= Danbury and Harlem Traction Company =

Uncompleted inter urban railroad

The Danbury and Harlem Traction Company was an unfinished electric rapid-transit interurban railroad connecting Danbury, Connecticut, with the New York Central Railroad station at Goldens Bridge, New York, on the Harlem Line.

==History==
The company was established in 1901 as the consolidation of the Danbury and Goldens Bridge Street Railway of Connecticut and the Goldens Bridge Electric Railway of New York, and set out to build from Danbury. The motivation was to provide a faster passenger route to New York than that offered by the Danbury Branch of the New Haven Railroad.

Construction progressed slowly. Tracks were laid from a connection with the Danbury and Bethel Street Railway near the Danbury Fairgrounds, west through Ridgebury and eventually just across the state line to North Salem, New York, by 1901. Aside from a few test runs with cars borrowed from the Danbury and Bethel line, there is no indication that regular service was ever offered on the partially completed line.

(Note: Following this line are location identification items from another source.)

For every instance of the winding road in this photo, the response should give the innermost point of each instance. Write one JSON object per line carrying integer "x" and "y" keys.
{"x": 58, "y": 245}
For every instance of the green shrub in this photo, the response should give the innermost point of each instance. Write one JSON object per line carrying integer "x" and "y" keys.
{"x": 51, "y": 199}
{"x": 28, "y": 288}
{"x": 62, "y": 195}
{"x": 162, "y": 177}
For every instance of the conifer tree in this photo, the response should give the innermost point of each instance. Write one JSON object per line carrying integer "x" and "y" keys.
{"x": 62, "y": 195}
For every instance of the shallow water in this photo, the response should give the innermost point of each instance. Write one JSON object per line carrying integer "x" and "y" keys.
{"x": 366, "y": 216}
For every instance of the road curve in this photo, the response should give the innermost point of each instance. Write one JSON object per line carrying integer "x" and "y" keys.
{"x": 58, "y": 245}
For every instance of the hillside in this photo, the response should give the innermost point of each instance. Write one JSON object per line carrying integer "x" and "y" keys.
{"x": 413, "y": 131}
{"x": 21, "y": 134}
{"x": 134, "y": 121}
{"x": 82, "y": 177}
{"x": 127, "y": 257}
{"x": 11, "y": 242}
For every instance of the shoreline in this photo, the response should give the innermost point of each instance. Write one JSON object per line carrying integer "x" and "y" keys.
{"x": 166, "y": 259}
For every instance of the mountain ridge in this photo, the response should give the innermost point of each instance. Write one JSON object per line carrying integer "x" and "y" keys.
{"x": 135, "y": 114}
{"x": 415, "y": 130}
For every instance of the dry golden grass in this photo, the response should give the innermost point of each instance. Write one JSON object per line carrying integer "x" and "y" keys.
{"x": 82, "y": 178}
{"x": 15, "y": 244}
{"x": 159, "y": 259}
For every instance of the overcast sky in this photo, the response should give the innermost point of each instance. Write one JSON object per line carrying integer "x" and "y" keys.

In 1902, the project was acquired by the Westchester Traction Company, and immediately investors were sought to continue construction. This extended the roadbed grade to Goldens Bridge, but no further rails were ever laid. Permission was obtained to open between Danbury and Ridgebury in 1903 and a limited service was operated, possibly by the Danbury and Bethel Street Railway, but this was short-lived. Looking to recoup some of the shareholder's investment, the company directors ordered the rails to be lifted sometime between 1910 and 1915, and the project was abandoned.

Much of the line is traceable around Ridgefield, including a section called Old Trolley Road, and earthworks survive here and there.